Quantum sensor startup Q-CTRL raises $35 million for moon mining plan

- December 1, 2021 2 MIN READ
Q-CTR founder Michael Biercuk
Q-CTRL founder Michael Biercuk
Sydney quantum startup QCTRL has raised US$25 million (A$35m) with Silicon Valley VC Airbus Ventures leading the round.

Q-CTRL previously raised $22 million in 2019 in a Series A round led by Square Peg Capital. 

The early-stage VC arm of Airbus was drawn to the work of founder and CEO Professor Michael J. Biercuk after a recent pivot the company to quantum sensors, which could aid the ambitions of the European aerospace company to mine on the moon.

Last month Airbus Ventures also backed Japanese lunar exploration robotics startup ispace, which is planning to send a lunar lander to the moon on a SpaceX Falcon 9 in the second half of 2022.
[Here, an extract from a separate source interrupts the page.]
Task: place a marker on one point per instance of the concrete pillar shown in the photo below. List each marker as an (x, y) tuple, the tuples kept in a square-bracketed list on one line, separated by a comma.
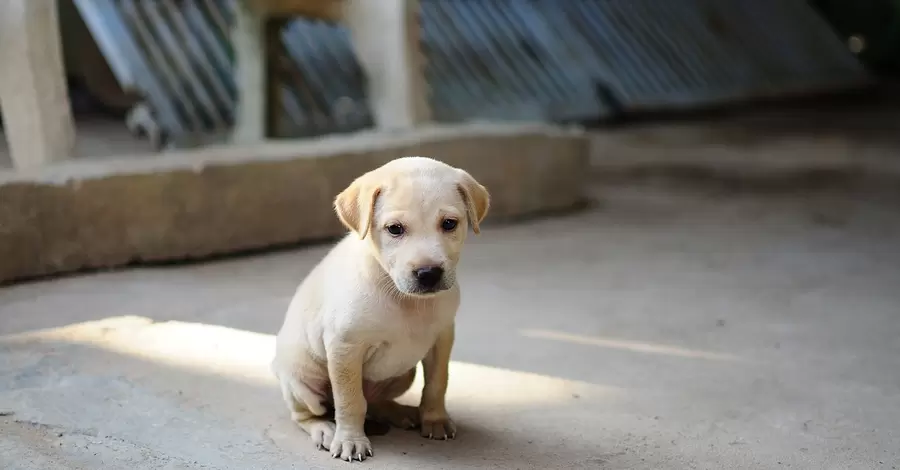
[(34, 97), (249, 41), (385, 36)]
This week Q-CTRL became a founding tenant of the new Quantum Terminal startup hub at Sydney’s Tech Central, is developing space-qualified quantum sensors via the Moon-to-Mars supply chain capability program and through the Seven Sisters Consortium led by Fleet Space.

Its quantum sensing clients include Advanced Navigation, Australian Department of Defence, Air Force Research Lab, and Australian Space Agency.

The fresh capital will support the team’s growing quantum control efforts and enable new data-as-a-service markets powered by quantum sensing.

Airbus Ventures Partner Dr Lewis Pinault said Q-CTRL enables speed and agility at a moment of rapid acceleration for the quantum industry.

“At Airbus Ventures, we’re particularly excited about the team’s widening span of advanced applications and solutions, including lunar development, geospatial intelligence, and Earth observation, all increasingly critical in the global effort to address the accelerating planetary system crises we now face,” he said.

Professor Biercuk said Q-CTRL’s vision has always been to enable all applications of quantum technology,.

“This new fundraise is critical in realizing our mission to deliver real value to the space, defense, and commercial sectors,” he said

“The team is thrilled to be leveraging our expertise to boost sensor performance in real field environments by orders of magnitude.”

The company now has offices in Sydney, Los Angeles, and Berlin. It tackles a fundamental challenge in quantum technology – hardware error and instability. That quantum control infrastructure software delivers the highest performance error-suppressing techniques globally, and provides a unique capability accelerating the pathway to the first useful quantum computers.